Wind energy provided more than 36% of the country's electricity last year, according to Wind Energy Ireland.
Its annual report published today, reveals that output increased from 32.5% in 2019 - making Ireland number one in the world for the share of electricity demand met by onshore wind.
While wind energy outperformed gas in the first and last quarter of 2020, Wind Energy Ireland said concerns are growing in relation to the rising amounts of 'lost' energy.
Their figures show that in 2020 this amounted to more than 1.4 million MWh of electricity, nearly double the figure for 2019.
This is just under 11.5% of total production and enough to power more than 300,000 homes
Wind energy is lost when EirGrid, as the transmission system operator, instructs a wind farm to produce less electricity or even to shut down entirely because the grid is not strong enough to cope with the volumes of power being produced.
Dr David Connolly, CEO of Wind Energy Ireland, said these levels of lost wind power must be replaced by fossil fuels.
"So every time wind farms are turned off, our carbon emissions go up.
"As we develop more wind farms, particularly the large offshore projects that are in planning, we are going to need a much stronger transmission system," he said.
Dr Connolly said Ireland needs to support Eirgrid's efforts to expand and strengthen our electricity grid.
"This support needs to extend right across the political system and wider society if we are to have any hope of decarbonising our electricity supply," he said.
Last year, Dr Connolly said eight new wind farms were connected to the grid with a combined capacity of 135 MW, while planning permission was confirmed for seven new wind farms with a capacity of 307 MW.

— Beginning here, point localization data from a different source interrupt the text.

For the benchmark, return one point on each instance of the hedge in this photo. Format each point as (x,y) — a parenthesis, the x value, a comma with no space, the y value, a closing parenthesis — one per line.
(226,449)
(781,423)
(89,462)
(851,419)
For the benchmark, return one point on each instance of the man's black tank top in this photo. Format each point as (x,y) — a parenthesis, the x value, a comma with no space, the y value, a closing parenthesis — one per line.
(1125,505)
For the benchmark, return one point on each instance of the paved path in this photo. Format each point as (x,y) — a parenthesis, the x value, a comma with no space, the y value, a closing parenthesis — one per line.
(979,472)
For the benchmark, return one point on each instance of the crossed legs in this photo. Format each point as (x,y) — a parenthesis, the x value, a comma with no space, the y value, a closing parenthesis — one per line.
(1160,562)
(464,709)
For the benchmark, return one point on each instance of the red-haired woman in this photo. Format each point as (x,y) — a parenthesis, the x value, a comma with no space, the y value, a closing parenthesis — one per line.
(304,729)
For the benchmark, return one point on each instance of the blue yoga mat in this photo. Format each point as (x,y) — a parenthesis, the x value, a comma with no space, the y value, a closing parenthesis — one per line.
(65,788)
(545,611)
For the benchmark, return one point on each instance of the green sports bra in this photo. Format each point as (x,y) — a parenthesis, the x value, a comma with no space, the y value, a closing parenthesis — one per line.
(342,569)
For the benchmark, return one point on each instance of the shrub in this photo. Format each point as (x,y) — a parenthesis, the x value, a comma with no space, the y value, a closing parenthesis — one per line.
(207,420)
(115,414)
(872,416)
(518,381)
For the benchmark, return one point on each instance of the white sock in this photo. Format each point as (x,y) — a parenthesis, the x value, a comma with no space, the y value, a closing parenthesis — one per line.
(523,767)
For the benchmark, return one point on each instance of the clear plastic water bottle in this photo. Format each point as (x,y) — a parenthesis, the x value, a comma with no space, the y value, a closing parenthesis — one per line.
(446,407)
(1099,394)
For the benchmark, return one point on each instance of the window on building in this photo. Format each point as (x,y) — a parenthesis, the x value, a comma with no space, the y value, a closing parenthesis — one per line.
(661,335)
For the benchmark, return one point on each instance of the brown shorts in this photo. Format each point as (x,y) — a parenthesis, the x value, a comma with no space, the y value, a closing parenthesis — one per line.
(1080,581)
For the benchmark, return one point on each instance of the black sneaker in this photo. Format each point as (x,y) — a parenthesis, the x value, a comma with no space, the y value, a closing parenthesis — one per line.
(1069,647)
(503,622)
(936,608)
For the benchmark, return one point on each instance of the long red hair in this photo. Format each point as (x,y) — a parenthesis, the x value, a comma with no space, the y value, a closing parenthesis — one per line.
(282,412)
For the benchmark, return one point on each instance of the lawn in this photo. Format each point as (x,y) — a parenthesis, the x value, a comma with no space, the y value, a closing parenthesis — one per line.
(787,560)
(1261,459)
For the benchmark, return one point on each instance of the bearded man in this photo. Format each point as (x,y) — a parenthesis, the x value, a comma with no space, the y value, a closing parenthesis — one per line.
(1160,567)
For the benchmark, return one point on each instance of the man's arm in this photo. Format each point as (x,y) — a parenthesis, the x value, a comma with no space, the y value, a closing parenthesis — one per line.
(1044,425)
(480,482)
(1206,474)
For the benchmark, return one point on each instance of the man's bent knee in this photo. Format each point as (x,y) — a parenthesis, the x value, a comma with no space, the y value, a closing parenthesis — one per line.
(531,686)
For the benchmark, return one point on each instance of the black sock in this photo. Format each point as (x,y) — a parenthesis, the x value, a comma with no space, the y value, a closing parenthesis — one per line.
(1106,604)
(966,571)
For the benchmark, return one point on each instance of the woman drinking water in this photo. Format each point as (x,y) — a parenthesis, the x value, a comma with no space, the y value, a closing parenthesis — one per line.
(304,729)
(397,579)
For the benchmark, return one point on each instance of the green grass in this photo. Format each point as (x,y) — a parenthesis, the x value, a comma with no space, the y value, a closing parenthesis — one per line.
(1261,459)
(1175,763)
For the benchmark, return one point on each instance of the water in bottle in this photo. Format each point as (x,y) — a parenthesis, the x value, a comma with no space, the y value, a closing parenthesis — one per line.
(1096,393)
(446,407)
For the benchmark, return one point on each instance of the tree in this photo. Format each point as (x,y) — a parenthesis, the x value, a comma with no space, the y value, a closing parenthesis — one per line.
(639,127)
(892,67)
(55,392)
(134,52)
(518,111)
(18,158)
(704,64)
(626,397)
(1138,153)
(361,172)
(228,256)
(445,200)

"Although there was a slowdown in the number of new projects connecting to the grid after a very busy 2019, the number of projects which got planning permission and the growing number applying today shows the strength of our pipeline.
"Last year also saw the first Renewable Electricity Support Scheme auction and the signing of new Corporate Power Purchase Agreements (CPPAs).
"This means we have more than 600 MW of new wind farms going into construction," he said.